In [None]:
"""
Google Colab Notebook for Mass Embedding Generation.

This script processes the 'knowledge_chunks.jsonl' file using the BGE-M3 model.
It implements batching and checkpointing to handle large datasets on limited hardware (T4/L4 GPUs).

Environment Variables / Secrets Required:
- DRIVE_FOLDER_NAME: The name of your DVC remote folder in Google Drive.
- DVC_FILE_HASH: The specific hash of the knowledge_chunks file (from `dvc push` logs).
"""

import os
import sys

In [None]:
# --- Helper for Secrets Management ---
def get_secret(name: str) -> str:
    """
    Retrieves a secret value from Google Colab Secrets (preferred) or os.environ.
    """
    try:
        from google.colab import userdata
        return userdata.get(name)
    except (ImportError, AttributeError, Exception):
        # Fallback to standard environment variable
        return os.getenv(name)

In [None]:
# --- Configuration & Validation ---
# Retrieve configuration from environment/secrets
DRIVE_FOLDER_NAME = get_secret("DRIVE_FOLDER_NAME")
FILE_HASH = get_secret("DVC_FILE_HASH")

# Validate configuration
if not DRIVE_FOLDER_NAME or not FILE_HASH:
    print("❌ ERROR: Missing configuration.")
    print("Please set 'DRIVE_FOLDER_NAME' and 'DVC_FILE_HASH' in Colab Secrets or os.environ.")
    sys.exit(1)

print(f"✅ Configuration loaded for Drive Folder: {DRIVE_FOLDER_NAME}")
print(f"✅ Target File Hash: {FILE_HASH[:8]}...")

In [None]:
# --- Mount Google Drive ---
from google.colab import drive
drive.mount('/content/drive', force_remount=True)

In [None]:
# --- Dependencies ---
!pip install sentence-transformers tqdm numpy torch

In [None]:
# --- Path Setup ---
# DVC storage logic: /files/md5/{first_2_chars}/{rest_of_hash}
file_hash_prefix = FILE_HASH[:2]
file_hash_suffix = FILE_HASH[2:]
dvc_file_path = f"/content/drive/MyDrive/{DRIVE_FOLDER_NAME}/files/md5/{file_hash_prefix}/{file_hash_suffix}"

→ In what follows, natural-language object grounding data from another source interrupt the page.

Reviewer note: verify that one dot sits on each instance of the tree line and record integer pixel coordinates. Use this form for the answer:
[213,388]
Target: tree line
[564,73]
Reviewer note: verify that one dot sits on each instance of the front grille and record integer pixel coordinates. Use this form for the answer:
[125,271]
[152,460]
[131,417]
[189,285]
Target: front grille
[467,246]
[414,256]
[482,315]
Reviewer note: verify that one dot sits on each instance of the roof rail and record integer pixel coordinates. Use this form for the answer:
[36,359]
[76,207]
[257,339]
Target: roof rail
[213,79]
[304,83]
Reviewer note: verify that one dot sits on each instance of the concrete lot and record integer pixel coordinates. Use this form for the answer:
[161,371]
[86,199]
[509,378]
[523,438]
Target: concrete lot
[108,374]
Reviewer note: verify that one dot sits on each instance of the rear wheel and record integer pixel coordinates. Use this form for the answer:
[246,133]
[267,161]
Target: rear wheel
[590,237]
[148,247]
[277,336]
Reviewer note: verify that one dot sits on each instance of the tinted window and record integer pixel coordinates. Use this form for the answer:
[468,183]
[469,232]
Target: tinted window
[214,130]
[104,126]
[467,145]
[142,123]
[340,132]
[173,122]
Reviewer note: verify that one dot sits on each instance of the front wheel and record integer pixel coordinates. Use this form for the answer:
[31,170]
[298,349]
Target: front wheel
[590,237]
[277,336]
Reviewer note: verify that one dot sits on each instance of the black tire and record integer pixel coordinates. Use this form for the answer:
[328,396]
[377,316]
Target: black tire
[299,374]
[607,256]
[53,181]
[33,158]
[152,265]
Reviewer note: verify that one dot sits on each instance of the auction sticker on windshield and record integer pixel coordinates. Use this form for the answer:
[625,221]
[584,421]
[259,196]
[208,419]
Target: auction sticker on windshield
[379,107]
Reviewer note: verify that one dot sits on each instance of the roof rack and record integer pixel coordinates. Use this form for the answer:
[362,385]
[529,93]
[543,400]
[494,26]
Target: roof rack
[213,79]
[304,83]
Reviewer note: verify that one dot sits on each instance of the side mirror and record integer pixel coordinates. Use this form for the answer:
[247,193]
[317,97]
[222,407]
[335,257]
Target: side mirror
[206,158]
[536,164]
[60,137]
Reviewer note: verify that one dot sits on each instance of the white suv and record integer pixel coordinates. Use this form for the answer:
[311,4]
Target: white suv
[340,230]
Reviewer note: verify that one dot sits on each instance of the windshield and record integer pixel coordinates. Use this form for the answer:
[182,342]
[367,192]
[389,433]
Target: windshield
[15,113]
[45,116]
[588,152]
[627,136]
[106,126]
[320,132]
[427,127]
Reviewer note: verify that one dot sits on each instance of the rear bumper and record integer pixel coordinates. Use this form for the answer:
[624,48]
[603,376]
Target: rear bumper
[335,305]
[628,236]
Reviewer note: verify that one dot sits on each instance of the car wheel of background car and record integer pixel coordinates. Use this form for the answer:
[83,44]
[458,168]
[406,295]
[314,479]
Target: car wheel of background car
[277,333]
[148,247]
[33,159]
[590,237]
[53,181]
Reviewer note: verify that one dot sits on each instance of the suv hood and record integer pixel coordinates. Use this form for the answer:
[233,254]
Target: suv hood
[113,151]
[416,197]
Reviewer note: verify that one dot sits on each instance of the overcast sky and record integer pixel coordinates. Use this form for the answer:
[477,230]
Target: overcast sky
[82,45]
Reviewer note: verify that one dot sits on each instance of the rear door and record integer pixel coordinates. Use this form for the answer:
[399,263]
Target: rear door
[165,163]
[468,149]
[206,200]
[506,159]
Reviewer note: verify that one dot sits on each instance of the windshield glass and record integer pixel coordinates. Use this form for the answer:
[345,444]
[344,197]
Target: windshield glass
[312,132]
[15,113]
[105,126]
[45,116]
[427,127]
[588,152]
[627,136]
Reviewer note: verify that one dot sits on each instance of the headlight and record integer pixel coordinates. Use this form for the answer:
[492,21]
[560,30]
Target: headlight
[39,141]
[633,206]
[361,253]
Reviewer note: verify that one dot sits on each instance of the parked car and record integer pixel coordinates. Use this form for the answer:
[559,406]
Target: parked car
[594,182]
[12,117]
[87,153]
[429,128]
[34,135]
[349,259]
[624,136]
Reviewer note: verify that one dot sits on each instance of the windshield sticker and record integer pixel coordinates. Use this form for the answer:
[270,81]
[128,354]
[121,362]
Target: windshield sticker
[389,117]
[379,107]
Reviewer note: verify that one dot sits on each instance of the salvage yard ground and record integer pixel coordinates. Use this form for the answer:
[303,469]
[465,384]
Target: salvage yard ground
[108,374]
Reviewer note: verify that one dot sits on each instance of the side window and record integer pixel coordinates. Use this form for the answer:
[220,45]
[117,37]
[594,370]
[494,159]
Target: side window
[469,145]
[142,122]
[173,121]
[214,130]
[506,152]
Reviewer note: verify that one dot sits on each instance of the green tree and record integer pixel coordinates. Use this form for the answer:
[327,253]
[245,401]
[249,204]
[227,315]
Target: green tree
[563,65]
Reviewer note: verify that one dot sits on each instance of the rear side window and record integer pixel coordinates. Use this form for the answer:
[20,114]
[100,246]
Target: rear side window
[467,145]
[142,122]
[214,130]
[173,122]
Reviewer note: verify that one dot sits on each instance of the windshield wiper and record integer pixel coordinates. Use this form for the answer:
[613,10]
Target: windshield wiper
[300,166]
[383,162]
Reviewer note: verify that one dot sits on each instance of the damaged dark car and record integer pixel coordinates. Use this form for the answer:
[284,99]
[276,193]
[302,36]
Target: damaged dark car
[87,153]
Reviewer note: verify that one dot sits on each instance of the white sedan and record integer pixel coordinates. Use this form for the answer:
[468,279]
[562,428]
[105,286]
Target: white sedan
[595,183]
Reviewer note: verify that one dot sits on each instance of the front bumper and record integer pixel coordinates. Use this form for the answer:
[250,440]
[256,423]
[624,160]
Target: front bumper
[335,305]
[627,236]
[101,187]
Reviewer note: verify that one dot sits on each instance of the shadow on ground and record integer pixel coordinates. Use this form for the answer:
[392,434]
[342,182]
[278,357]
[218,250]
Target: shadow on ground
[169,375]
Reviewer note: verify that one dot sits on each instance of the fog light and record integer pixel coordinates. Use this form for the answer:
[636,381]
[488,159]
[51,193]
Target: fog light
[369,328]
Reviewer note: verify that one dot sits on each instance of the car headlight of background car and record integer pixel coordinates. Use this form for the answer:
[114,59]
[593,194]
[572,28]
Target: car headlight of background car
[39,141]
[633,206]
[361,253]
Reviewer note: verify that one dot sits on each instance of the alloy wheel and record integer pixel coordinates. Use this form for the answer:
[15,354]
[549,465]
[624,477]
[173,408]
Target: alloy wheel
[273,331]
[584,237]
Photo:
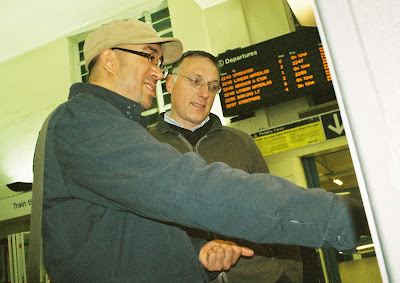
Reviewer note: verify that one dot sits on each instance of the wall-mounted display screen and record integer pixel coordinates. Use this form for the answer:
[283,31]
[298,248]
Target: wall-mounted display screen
[277,70]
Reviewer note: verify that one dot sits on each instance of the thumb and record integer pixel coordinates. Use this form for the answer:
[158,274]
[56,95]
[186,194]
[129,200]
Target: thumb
[247,251]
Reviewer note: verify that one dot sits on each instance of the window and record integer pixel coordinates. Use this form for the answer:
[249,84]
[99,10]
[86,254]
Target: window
[161,22]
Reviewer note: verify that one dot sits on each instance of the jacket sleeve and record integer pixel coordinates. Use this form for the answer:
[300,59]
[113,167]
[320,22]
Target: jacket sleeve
[114,162]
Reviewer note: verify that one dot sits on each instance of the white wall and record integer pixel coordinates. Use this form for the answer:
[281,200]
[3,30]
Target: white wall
[31,86]
[363,46]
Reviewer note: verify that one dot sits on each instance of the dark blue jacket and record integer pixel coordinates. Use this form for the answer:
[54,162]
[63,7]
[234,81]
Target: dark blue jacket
[114,199]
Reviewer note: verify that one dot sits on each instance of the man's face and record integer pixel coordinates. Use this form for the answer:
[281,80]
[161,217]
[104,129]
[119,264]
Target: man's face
[138,77]
[189,105]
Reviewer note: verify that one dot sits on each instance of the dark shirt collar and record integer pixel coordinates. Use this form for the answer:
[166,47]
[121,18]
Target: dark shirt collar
[129,108]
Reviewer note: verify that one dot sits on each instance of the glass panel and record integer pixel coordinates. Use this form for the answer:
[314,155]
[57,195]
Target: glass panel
[160,26]
[160,15]
[168,34]
[80,44]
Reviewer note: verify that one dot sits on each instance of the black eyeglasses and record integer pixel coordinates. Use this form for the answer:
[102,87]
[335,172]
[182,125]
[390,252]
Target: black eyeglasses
[213,87]
[152,58]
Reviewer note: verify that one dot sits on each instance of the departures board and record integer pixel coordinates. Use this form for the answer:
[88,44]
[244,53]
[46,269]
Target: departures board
[277,70]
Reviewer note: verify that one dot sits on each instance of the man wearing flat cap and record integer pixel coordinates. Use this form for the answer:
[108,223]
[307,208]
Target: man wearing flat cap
[115,199]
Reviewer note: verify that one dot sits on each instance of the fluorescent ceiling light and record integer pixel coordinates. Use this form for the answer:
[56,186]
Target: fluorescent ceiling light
[337,182]
[208,3]
[365,247]
[303,11]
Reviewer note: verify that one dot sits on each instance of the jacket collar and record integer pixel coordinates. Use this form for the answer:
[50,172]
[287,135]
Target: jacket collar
[164,127]
[129,108]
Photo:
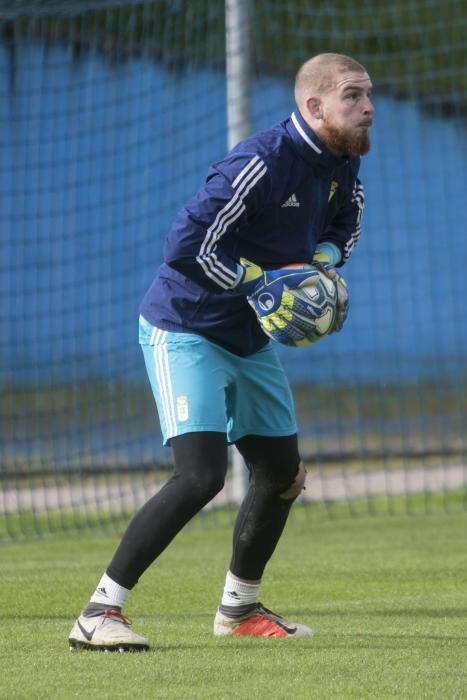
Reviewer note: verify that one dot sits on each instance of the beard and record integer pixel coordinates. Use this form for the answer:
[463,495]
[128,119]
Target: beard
[350,142]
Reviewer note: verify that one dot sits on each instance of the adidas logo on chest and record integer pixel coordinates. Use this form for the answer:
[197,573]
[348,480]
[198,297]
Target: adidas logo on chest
[291,202]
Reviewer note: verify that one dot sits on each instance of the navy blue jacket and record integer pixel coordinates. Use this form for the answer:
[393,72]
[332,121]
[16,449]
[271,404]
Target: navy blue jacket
[271,200]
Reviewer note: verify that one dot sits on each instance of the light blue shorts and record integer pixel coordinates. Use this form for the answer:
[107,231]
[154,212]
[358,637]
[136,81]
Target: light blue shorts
[198,386]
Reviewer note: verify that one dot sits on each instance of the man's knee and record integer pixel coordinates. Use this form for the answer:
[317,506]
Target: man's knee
[297,485]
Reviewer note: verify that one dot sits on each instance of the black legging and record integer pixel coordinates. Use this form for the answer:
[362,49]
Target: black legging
[200,467]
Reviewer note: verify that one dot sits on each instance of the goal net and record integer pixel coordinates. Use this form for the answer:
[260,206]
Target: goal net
[111,113]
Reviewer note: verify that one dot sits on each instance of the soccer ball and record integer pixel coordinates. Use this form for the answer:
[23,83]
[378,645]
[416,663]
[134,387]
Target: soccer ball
[320,301]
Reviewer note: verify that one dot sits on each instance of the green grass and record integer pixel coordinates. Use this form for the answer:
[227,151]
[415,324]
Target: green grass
[387,596]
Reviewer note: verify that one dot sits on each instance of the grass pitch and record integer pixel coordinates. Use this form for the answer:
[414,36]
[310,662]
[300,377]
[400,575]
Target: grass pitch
[386,594]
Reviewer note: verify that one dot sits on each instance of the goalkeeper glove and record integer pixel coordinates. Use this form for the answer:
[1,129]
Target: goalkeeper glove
[282,316]
[321,261]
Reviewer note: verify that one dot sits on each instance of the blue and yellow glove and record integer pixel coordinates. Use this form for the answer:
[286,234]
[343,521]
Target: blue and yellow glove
[282,316]
[324,261]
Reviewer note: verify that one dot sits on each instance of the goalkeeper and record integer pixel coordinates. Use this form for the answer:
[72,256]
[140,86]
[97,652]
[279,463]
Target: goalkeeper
[287,195]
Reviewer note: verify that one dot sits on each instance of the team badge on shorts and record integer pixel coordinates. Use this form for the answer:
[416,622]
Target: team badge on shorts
[182,408]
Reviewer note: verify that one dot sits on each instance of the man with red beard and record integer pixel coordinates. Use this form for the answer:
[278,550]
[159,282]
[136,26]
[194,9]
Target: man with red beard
[287,195]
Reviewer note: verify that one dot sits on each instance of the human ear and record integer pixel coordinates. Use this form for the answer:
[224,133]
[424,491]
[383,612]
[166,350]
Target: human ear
[314,107]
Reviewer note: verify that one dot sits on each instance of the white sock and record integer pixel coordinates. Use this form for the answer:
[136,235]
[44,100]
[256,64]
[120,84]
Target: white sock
[109,593]
[237,593]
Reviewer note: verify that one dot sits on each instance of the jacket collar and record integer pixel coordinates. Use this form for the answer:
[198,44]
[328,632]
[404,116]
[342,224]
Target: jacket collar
[309,145]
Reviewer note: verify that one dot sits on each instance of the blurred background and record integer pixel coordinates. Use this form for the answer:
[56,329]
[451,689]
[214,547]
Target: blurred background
[111,113]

if os.path.exists(dvc_file_path):
    print(f"SUCCESS: Data file found at:\n{dvc_file_path}")
    CHUNKS_FILE = dvc_file_path
    # Output directory for embeddings and checkpoints
    OUTPUT_DIR = f"/content/drive/MyDrive/{DRIVE_FOLDER_NAME}/outputs"
    os.makedirs(OUTPUT_DIR, exist_ok=True)
    print(f"Embeddings will be saved to: {OUTPUT_DIR}")
else:
    raise FileNotFoundError(
        f"ERROR: Could not find file at {dvc_file_path}. "
        "Please verify your DRIVE_FOLDER_NAME and DVC_FILE_HASH secrets."
    )

In [None]:
# --- Embedding Generation Logic ---
import json
import numpy as np
from sentence_transformers import SentenceTransformer
from tqdm import tqdm
import torch
import gc

# PyTorch Memory Optimization
os.environ["PYTORCH_CUDA_ALLOC_CONF"] = "expandable_segments:True"
print("PYTORCH_CUDA_ALLOC_CONF set to 'expandable_segments:True'")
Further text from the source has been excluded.